We cannot accept this position, at least where, as with Ellis and Forster, the service simply failed to communicate with the serviceman and to tell him that he was entitled to choose under Section 411. These are not cases (so far as we are told) in which the service affirmatively gave misinformation, by commission or omission, which induced or compelled the sailor to make a decision less favorable than that to which he was entitled under the law. See Travis v. United States, supra, 146 F.Supp. at 853-854, 137 Ct.Cl. at 157; Atkins v. United States, 158 F.Supp. 136, 137, 141 Ct.Cl. 88, 89-90 (1958); Phelan v. United States, 146 Ct.Cl. 218, 222 (1959). The Navy did nothing at all. If it were not for the direction in the Executive Order, it would be undisputed that the failure to tell plaintiffs they were eligible under Section 411 would not prevent the bar from falling at the end of the five-year period, even though they were wholly unaware of their rights. See, e. g., Dion v. United States, 137 Ct.Cl. 166, 167 (1956); Lisle v.
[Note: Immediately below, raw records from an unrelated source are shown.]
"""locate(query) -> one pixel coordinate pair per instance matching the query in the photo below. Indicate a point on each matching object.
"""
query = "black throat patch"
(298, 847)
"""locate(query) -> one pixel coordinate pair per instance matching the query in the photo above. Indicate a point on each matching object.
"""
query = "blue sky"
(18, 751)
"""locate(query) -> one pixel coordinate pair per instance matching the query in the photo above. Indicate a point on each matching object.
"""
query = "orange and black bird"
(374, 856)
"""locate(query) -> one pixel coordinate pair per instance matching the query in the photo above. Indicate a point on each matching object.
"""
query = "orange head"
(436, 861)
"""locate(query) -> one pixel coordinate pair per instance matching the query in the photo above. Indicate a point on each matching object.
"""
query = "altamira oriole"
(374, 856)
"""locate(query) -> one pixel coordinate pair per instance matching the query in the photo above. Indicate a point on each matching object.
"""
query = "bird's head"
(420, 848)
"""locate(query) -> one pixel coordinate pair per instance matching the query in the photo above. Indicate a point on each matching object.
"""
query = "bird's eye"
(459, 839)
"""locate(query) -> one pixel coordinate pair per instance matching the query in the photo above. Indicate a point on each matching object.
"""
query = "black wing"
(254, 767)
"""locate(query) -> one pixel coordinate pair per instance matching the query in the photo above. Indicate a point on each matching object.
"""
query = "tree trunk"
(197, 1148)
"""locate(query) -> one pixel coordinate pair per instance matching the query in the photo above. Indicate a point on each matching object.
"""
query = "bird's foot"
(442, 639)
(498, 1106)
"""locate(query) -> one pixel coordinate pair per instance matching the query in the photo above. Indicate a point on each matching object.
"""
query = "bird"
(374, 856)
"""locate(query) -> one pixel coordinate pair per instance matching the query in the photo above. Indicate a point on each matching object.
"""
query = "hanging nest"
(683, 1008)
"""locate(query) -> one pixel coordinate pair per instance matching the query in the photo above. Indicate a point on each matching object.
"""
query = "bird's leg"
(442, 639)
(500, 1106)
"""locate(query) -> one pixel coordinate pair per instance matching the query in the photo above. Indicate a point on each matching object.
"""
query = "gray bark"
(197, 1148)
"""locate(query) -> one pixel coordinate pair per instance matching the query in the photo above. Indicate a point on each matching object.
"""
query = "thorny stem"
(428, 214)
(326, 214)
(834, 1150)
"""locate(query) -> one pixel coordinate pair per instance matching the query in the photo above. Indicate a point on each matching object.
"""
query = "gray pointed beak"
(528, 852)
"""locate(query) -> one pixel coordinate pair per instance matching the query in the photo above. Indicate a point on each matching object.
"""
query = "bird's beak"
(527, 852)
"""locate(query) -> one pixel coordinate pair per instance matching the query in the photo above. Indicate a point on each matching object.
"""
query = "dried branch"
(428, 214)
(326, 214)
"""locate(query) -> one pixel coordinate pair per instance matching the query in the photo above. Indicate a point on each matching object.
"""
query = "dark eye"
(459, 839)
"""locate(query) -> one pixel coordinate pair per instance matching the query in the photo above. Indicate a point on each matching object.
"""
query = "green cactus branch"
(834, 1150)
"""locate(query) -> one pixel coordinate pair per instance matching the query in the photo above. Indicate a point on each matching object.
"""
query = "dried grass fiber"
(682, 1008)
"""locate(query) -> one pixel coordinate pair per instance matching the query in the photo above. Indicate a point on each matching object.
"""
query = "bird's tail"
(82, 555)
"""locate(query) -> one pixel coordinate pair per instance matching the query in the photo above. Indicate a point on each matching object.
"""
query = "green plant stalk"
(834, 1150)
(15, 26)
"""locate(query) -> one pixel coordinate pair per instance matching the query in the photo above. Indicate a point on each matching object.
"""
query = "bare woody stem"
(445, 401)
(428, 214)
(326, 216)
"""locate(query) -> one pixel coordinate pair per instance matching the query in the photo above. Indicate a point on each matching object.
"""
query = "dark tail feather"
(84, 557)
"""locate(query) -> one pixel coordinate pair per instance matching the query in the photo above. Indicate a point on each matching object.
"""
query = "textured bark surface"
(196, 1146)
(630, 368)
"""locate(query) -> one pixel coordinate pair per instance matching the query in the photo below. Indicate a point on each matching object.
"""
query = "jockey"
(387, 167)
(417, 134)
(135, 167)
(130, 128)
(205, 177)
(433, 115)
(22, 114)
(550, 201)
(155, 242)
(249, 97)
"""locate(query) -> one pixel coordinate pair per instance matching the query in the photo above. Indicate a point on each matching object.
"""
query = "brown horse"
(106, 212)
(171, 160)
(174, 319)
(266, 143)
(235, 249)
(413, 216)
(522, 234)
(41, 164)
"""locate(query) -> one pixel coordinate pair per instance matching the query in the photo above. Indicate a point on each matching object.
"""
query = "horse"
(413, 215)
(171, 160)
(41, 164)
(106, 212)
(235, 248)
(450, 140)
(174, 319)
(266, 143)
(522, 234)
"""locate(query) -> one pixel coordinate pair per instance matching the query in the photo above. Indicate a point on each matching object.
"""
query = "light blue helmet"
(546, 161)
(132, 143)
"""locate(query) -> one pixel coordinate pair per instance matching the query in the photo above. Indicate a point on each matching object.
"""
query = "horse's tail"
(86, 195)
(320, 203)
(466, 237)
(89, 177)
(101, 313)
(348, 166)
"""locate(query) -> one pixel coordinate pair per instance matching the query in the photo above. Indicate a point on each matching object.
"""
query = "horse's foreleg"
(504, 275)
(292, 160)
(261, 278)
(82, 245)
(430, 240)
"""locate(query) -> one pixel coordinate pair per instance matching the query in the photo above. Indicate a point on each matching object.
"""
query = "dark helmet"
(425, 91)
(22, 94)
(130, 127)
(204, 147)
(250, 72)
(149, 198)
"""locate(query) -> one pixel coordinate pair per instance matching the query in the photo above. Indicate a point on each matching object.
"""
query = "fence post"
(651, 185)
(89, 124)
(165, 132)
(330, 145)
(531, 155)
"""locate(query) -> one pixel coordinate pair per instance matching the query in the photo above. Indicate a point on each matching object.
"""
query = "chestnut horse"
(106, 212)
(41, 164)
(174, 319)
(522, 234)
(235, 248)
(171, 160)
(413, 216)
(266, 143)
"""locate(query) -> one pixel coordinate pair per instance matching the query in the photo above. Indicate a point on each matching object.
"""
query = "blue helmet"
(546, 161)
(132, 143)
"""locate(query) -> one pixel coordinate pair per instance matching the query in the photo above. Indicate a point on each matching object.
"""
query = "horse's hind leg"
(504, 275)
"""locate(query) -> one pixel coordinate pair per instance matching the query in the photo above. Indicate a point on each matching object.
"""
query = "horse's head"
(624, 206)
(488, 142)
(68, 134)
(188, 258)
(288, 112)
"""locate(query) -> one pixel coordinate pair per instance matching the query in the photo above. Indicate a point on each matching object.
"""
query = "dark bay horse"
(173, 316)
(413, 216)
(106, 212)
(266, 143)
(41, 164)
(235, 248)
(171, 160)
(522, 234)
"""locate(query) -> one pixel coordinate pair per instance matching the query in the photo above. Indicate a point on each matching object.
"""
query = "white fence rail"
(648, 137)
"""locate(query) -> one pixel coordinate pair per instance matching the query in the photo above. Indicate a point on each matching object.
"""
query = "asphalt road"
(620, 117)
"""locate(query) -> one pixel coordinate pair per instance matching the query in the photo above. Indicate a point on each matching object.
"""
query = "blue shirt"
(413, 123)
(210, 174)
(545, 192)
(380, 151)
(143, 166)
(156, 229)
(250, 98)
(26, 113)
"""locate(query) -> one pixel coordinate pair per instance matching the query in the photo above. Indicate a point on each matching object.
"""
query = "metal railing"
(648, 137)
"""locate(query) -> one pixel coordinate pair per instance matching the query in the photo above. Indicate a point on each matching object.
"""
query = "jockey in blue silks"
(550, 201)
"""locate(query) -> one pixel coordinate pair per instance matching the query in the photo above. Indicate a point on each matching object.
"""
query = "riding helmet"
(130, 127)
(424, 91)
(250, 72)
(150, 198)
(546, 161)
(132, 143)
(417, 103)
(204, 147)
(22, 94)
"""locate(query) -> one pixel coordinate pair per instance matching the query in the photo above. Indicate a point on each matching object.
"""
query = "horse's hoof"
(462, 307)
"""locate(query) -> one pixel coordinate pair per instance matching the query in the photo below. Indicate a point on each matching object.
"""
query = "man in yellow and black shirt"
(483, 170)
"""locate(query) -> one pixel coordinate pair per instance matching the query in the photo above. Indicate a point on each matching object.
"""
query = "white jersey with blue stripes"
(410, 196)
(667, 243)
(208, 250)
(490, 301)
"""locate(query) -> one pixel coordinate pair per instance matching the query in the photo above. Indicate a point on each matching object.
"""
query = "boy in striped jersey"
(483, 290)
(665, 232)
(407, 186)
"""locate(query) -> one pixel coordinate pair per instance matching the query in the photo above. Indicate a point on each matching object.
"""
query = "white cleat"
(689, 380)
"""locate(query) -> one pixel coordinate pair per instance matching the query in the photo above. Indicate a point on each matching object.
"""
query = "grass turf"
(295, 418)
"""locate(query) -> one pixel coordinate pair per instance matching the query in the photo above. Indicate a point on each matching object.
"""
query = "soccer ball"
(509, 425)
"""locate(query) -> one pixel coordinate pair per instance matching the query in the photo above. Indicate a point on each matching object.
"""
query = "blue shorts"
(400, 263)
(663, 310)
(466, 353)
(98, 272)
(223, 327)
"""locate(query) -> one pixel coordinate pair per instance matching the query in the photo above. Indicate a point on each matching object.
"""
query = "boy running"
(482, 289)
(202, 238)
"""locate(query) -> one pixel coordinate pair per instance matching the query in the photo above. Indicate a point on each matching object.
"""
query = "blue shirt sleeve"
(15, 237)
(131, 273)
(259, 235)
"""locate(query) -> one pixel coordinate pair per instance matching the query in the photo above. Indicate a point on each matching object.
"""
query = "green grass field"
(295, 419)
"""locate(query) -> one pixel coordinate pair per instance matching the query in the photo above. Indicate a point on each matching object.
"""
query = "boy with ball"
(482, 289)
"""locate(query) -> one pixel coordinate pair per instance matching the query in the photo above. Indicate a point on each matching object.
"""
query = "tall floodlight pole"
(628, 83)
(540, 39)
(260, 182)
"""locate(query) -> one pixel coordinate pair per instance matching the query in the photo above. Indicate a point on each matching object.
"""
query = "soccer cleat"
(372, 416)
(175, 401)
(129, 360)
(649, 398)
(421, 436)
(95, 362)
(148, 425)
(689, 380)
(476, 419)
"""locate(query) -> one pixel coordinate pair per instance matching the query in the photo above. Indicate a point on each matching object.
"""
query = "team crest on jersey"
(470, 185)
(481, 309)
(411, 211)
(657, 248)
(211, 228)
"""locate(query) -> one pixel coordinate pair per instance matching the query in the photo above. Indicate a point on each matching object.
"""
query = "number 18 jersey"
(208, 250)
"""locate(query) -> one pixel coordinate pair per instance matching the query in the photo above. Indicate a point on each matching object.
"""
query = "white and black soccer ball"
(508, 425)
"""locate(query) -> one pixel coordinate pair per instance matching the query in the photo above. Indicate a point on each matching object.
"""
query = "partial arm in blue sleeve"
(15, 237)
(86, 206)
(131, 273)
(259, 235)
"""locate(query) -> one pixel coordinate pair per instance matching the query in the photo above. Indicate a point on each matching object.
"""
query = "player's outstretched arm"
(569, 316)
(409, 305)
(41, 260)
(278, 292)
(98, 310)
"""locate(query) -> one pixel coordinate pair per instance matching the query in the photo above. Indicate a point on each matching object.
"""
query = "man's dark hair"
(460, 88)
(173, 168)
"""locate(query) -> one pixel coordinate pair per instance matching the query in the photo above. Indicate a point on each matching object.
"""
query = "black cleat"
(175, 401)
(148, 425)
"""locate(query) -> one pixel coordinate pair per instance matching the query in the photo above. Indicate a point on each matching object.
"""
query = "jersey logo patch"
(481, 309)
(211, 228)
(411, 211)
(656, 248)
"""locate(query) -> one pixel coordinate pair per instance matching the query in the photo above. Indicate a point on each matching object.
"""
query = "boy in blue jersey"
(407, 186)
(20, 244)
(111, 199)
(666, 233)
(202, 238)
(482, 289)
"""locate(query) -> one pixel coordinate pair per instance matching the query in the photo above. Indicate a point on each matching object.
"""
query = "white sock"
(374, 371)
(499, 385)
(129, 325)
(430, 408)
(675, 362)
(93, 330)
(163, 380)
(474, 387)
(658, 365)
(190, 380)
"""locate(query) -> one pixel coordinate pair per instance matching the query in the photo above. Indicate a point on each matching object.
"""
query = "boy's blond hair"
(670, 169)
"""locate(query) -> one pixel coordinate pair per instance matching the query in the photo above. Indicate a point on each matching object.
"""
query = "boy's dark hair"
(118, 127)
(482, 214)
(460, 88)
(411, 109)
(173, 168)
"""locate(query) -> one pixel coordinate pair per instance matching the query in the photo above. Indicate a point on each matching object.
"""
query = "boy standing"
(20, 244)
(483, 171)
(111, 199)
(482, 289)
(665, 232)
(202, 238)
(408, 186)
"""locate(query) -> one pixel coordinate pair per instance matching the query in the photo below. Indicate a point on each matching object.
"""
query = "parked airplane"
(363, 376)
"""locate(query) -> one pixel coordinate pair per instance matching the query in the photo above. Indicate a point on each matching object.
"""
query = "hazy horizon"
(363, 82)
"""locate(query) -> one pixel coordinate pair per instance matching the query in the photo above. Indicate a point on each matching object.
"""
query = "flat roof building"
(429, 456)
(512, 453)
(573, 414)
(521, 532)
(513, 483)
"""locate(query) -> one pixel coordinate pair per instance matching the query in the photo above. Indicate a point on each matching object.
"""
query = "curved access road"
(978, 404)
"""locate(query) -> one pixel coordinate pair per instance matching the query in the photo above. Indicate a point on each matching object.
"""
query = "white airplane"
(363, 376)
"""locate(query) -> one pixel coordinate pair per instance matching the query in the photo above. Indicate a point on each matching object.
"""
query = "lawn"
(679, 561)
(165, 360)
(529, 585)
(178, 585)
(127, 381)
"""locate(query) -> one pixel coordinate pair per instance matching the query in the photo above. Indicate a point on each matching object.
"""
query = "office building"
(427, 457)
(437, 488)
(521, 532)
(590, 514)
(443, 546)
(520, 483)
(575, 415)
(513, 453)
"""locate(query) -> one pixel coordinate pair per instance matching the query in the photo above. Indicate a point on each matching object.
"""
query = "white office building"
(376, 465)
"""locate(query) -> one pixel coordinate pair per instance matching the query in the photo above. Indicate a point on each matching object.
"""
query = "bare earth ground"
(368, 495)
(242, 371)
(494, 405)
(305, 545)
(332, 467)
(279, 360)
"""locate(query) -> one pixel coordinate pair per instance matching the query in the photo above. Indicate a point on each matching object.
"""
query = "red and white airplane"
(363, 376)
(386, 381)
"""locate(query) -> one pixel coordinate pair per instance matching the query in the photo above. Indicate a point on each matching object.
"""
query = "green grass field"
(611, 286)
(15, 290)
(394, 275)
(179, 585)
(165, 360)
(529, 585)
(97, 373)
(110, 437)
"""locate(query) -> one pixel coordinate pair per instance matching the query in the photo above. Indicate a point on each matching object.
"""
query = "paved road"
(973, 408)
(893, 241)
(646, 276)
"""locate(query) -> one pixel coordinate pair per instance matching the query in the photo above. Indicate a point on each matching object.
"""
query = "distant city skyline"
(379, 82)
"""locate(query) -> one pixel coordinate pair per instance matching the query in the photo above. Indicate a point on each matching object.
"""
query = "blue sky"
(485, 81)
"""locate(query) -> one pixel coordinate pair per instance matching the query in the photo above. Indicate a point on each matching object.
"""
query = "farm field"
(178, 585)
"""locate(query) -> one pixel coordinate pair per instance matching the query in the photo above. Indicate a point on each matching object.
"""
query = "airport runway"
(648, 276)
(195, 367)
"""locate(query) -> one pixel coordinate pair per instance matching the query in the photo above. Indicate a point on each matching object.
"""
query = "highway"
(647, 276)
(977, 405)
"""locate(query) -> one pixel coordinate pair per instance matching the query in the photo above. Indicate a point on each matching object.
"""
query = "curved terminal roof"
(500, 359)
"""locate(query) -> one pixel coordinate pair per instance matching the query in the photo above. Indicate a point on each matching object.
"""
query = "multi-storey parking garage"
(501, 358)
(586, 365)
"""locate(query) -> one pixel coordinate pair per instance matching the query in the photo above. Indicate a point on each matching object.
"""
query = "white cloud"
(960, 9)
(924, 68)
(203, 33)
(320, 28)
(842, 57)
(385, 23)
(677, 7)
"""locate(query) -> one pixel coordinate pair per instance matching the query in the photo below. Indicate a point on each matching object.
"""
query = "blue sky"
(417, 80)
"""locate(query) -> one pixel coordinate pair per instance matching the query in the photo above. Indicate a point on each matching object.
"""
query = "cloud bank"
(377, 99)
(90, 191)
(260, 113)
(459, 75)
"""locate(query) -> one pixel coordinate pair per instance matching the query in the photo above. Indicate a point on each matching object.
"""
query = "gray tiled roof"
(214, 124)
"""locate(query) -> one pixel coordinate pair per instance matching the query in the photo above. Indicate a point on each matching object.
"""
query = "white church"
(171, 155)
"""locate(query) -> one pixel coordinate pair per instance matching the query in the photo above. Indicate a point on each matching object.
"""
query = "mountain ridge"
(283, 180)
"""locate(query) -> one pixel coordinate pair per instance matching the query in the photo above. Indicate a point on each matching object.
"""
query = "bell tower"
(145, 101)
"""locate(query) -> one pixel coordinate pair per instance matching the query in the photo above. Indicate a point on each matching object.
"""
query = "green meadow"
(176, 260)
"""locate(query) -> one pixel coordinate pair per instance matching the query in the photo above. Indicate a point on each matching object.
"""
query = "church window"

United States, 23 Ct.Cl. 270, 273 (1888). The Executive Order, as we read it, did not superimpose, as a prerequisite to the requirement of an election, the special condition that the service correctly inform the man of his [756]*756rights. This portion of the Order, addressed to the service Secretaries, was essentially directory, designed to give as wide distribution as possible to the benefits of the new legislation. We do not find any purpose to complicate the administration of the statute by demanding that the services, at peril of postponing the five-year election period, reach all those individuals who would ultimately be found eligible under Section 411 and accurately inform them of. their rights. There are too many ex-servicemen possibly affected by Section 411 and too many conceivable permutations and combinations under the various bits and pieces of retirement legislation for us to believe that such was the purpose of •the Executive Order. In short, mere non-compliance with the information section of the Order did not affect the five-year provision of the Act or modify the .established rule that statutes of limitations are not tolled by ignorance of one’s rights or of the law.

Plaintiff Wilson is more fortunate. He did make a sufficient election ■within five years.